All socket calls should follow the format of:

{
  "type": "the type of the message",
  "data": {}
}

I'd like for the following endpoints to be added:

Authentication with PyGrid

Method in worker library:

const worker = new syft({
  url: 'https://localhost:3000',
  auth_token: MY_AUTH_TOKEN
});

HTTP endpoint: POST /federated/authenticate
Socket "type": federated/authenticate
Request data:

{
  "auth_token": "MY_AUTH_TOKEN"
}

Note that auth_token supplied above is an optional argument depending on the setup of PyGrid.

This endpoint is where the worker library (syft.js, KotlinSyft, or SwiftSyft) is attempting to authenticate as a worker with PyGrid.

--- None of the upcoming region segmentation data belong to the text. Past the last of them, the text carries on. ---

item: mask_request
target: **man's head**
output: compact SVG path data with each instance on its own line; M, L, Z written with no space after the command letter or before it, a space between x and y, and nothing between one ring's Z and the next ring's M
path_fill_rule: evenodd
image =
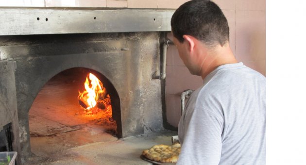
M171 26L179 55L191 74L204 78L216 66L236 61L229 48L227 20L213 2L183 4L173 14Z
M183 35L189 35L208 47L223 46L229 40L227 21L221 9L213 2L193 0L180 6L171 19L174 37L183 43Z

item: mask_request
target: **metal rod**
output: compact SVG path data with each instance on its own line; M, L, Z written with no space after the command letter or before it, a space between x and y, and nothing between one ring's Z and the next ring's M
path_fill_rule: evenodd
M185 108L185 99L188 99L194 90L187 89L185 90L181 95L181 114L183 114Z
M166 65L167 59L167 50L169 45L173 45L173 42L168 40L164 43L163 49L163 56L161 57L161 63L162 64L161 72L159 75L154 75L152 76L153 79L164 80L166 78ZM156 72L155 72L156 73Z

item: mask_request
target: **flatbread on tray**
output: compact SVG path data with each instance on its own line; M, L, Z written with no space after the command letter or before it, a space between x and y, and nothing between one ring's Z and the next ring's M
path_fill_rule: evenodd
M172 146L158 145L144 150L142 155L156 162L176 163L181 152L181 145L175 143Z

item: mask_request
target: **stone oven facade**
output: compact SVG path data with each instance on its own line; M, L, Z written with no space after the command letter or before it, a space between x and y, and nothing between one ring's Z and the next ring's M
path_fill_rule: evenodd
M104 22L102 19L98 23L90 22L91 24L86 25L98 27L96 24L98 23L100 24L101 27L105 27L113 25L114 28L100 28L88 33L85 33L82 28L77 31L75 27L73 28L72 32L68 33L67 32L69 32L69 29L65 26L62 27L62 30L55 28L58 29L57 32L49 33L48 30L40 29L43 27L39 27L35 24L32 28L37 28L36 33L34 31L29 29L25 33L24 31L14 32L17 29L16 27L11 29L13 33L7 29L1 32L0 72L5 72L7 70L10 74L1 79L12 82L11 83L8 82L6 84L1 82L1 85L7 90L16 92L16 94L13 93L12 95L13 98L15 97L14 99L11 99L15 100L17 105L15 107L17 114L11 121L14 123L13 132L16 137L13 146L15 150L20 149L22 156L31 154L29 111L34 99L40 89L51 78L72 68L88 69L103 82L111 97L113 118L117 123L117 135L119 137L143 134L164 129L163 82L153 77L160 72L160 59L162 51L161 48L166 41L165 33L163 32L170 31L170 25L164 22L170 24L169 18L172 13L167 12L165 14L158 11L148 10L143 13L151 13L146 16L151 24L160 21L159 24L154 25L153 28L155 30L153 30L152 27L146 29L142 27L143 25L137 25L138 22L133 22L135 20L139 21L140 16L138 17L135 16L133 10L127 11L126 13L133 13L130 15L134 17L129 23L127 24L127 20L124 20L121 27L115 26L114 22L118 21L115 19L119 17L116 14L124 13L121 13L122 10L115 11L111 14L107 13L108 15L113 15L113 19L108 18ZM56 11L63 15L63 17L69 13L66 11L67 14L64 14L61 13L63 12L62 10L53 12ZM1 13L4 14L3 16L9 16L8 13L10 12L8 9L1 11ZM36 17L38 18L38 16L34 14L38 15L40 12L40 10L33 11L26 18L34 17L37 21L38 19ZM22 15L26 12L21 10L19 12ZM82 13L82 11L78 12ZM90 15L96 20L95 16L101 14L102 11L84 12L86 16ZM1 14L1 16L3 15ZM48 21L54 18L52 16L58 16L50 14ZM14 19L14 16L12 16L11 18ZM160 20L161 19L163 20ZM32 21L28 20L27 23ZM57 25L60 24L58 23L62 21L58 21ZM148 21L145 20L141 23L148 24ZM101 24L102 22L104 24ZM25 24L28 25L27 23ZM82 24L89 23L79 22ZM26 28L31 28L27 26ZM11 26L14 27L14 25ZM90 28L87 30L90 31ZM9 67L5 66L8 64ZM12 86L8 87L7 84ZM4 92L2 92L0 94L5 95ZM14 103L11 104L13 105L11 107L14 108ZM4 111L14 110L9 109ZM17 121L18 123L16 123ZM17 132L18 133L16 134Z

In order to guarantee the identity of a worker, it's important to have some sort of authentication workflow present. While this isn't strictly required, it will prove an important mechanism in our federated learning workflow for preventing a variety of attacks, most notably a "Sybil attack". This would happen when a worker could generate multiple versions of themself, thus steering all model training to be done by the same worker on the same data, but with unique "worker id's" - which would overfit the model. To prevent this, we strongly suggest that every deployment of PyGrid's FL system implement some sort of oAuth 2.0 protocol.

In this circumstance, a worker would be logged in to their application via oAuth and would be given an authentication token with which to make secure web requests inside the app. Assuming that PyGrid has also been set up to include this same oAuth mechanism, a worker could forward this auth_token to PyGrid, which then validates that token as an actual user with the same oAuth provider. It's important to do this because it avoids putting the responsibility of having to incorporate our own authentication system with PyGrid, and instead farms this responsibility out to a third-party system.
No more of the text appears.